Ciletha gasped with delight and fear, awed by the giant’s audacity.
“What has all that to do with this city of madmen?” Miles asked, bewildered.
“They could be my underground—if I cure their delusions first.”
“Be kinder to leave them mired in mania,” Dirk muttered. “Perhaps—but their country needs them. Think, my friends! In their efforts to become aristocrats, they’ve already learned the accent, the bearing, and the manners of the magistrates! And they know something of literature, science, and the arts—I led the conversation into many different areas at dinner, and the ones who had been here awhile knew the basics of all the main areas of human thought! They even know something, about their Protector’s laws and procedures, though they’ll have to learn a great deal more.”
“Their Guardian computer will probably be willing to give them teaching materials,” Dirk said, beginning to be fascinated in spite of his native caution.
“Exactly! Though we’ll have to teach them something about hand-to-hand combat, and strategy and tactics, too—these magistrates seem to have to be minor generals. But when they’ve learned, we can send each one out to replace a real magistrate who’s been reassigned.”
“Yes, and some of them might even work their way up through the bureaucracy!” Dirk’s eyes lit with enthusiasm. “But what of the genuine magistrates who were on their way to take up those posts?” Miles objected. The idea was too vast, too audacious for him.
“The real replacements can be easily waylaid and held captive in Voyagend,” Gar told him. “I have a notion I can persuade them that a more liberal government would be in their best interests—especially if they saw the chance to return to their favorite wives and stay with them, and visit their other children.”
“Can magistrates really care so much for wives and children?” Ciletha wondered.
“Once they’re allowed to stay with them? Sure!” Dirk said. “Don’t underestimate the paternal instinct.”
“But if these false magistrates of yours come to power, they’ll command the bailiffs and the watchmen!” Miles exclaimed. “If they become reeves, they’ll command armies!”
“Yes,” Gar said, “and once they have command, they can recruit and train agents who can talk the soldiers into believing in human rights!”
“What are ‘rights’?” Ciletha asked, caught between excitement and bewilderment.

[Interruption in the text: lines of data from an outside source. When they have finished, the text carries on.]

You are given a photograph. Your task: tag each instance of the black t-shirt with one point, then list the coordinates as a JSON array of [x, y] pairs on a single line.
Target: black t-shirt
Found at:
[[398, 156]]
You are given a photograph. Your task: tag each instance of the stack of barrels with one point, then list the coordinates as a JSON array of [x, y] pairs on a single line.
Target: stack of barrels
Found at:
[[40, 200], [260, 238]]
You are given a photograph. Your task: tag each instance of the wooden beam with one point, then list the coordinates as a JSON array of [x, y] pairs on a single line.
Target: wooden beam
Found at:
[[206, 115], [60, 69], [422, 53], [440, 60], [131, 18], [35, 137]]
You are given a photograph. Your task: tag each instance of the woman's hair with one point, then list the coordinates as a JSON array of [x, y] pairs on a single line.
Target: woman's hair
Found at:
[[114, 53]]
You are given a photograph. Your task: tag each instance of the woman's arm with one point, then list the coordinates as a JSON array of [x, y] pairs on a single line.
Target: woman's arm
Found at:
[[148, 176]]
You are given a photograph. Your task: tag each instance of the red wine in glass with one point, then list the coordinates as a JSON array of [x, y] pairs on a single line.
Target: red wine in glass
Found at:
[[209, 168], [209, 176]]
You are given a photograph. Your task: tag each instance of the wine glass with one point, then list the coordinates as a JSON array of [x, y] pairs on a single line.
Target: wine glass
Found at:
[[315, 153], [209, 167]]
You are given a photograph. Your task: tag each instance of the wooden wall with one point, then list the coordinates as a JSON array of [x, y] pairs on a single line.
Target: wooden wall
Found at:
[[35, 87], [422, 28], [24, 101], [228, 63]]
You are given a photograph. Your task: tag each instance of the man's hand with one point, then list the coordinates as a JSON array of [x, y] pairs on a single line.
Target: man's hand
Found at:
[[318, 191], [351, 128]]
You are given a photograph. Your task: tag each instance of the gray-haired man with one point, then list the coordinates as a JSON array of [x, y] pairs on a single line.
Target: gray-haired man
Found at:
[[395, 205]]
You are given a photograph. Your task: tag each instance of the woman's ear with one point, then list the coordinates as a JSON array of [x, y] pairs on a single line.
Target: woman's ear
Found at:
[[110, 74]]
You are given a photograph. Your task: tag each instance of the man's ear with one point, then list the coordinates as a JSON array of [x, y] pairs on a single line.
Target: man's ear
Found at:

“The idea that there are some things that are right for all people to do or try to do, simply because they’re born human,” Gar explained. “Everyone has a right to stay alive, or to try to; everyone has the right to be free to run his own life, unless he tries to take that right away from other people—tries to murder or rape them, or steal what they’ve spent a lifetime saving, or so on.”
“Even the right to choose her own mate?” Ciletha asked with sudden hope.
“Definitely that! In this country, that needs to be written down as a separate law!”
“Throttle your rockets, Space Ranger,” Dirk said, suddenly wary. “The Protector reassigns those magistrates on a five-year rotation schedule. Do you really want to spend the next sixty months of your life on this planet? Remember, before you answer, that there are people starving on other worlds while they’re waiting for you.”
“No one’s waiting for me,” Gar scoffed, then suddenly turned sad for an instant before he swept Dirk’s objections aside with a broad arm. “If these people can learn to become agents, they can learn how to run a whole network of cells! They can do the day-to-day administration on their own. We’ll come back in five years; to oversee the overthrow!”